JPST - An Investor's Guide To Ultra-Short Bond ETFs (Part 2)

2023-07-24 10:05:04 ET

Summary

  • Part 2 of this guide to ultra-short-term bond ETFs discusses BIL, PULS, and JPST, highlighting their pros, cons, and suitability for different types of investors.
  • The ETFs are attractive because they offer a low-risk and high-yield investment. However, they differ in volatility, yield, and capital appreciation potential.
  • Most investors should own an ultra-short-term bond ETF due to the favorable risk-reward ratio, but the choice of ETF depends on individual risk tolerance and investment outlook.

In Part 1 of this two-part guide on ultra-shot-term bond ETFs, I covered SGOV, ULST, and VUSB. Just to recap, ultra-short bonds have grown in popularity recently because the fed funds rate is at a two-decade high, making them a very low-risk and high-yield investment. Investors should always be looking for low-risk and high-yield investments and currently, ultra-short bonds provide exactly that. There are many ultra-short bond ETFs, and they are all generally similar; however, they do have small differentiating factors. Making small changes to your portfolio can have big effects long term.
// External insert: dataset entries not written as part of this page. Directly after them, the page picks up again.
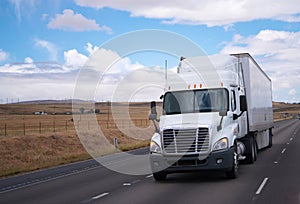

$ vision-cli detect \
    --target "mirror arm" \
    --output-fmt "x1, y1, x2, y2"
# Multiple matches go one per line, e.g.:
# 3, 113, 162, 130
233, 111, 245, 120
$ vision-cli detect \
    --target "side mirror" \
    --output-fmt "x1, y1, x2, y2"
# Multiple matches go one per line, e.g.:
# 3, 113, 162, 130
219, 110, 227, 116
232, 114, 239, 120
149, 101, 157, 120
240, 96, 247, 112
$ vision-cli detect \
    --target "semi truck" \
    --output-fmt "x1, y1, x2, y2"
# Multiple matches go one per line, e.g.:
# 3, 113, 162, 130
149, 53, 273, 181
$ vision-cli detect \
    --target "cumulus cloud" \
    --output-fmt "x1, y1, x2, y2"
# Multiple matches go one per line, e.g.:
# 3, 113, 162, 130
35, 39, 58, 61
85, 43, 99, 55
24, 57, 33, 64
221, 30, 300, 101
64, 49, 88, 67
0, 43, 164, 101
48, 9, 112, 33
0, 49, 9, 62
75, 0, 300, 26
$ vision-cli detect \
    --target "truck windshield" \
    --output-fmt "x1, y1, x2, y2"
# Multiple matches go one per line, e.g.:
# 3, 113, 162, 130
163, 88, 228, 115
Just like part one, I will introduce each ETF, address its pros and cons, and then give my opinion on what kind of investor the ETF is best suited for. At the end, I will give a "cheat sheet" that breaks down the three ETFs covered in this article at a glance, along with the three ETFs covered in part one. This article (part two) covers BIL, JPST, and PULS.

BIL

  • 30-day SEC yield: 5.02%
  • AUM: $27.74B
  • Expense ratio: 0.14%
  • Average maturity: 0.10 years

SPDR Bloomberg 1-3 Month T-Bill ETF ( BIL ) is the largest ETF in this guide. As its name suggests, it holds 1-3 month T-bills. Because it holds very short-term T-bills, it has very little volatility. It only has 20 holdings, but this isn't an issue considering they are all ultra-short T-bills.

Pros

The chart below shows its total return for the last three years.

Data by YCharts

It's very easy to see how little volatility it has. It has a very flat and smooth total return until about July 2022, when it changes to a very smooth upward trend.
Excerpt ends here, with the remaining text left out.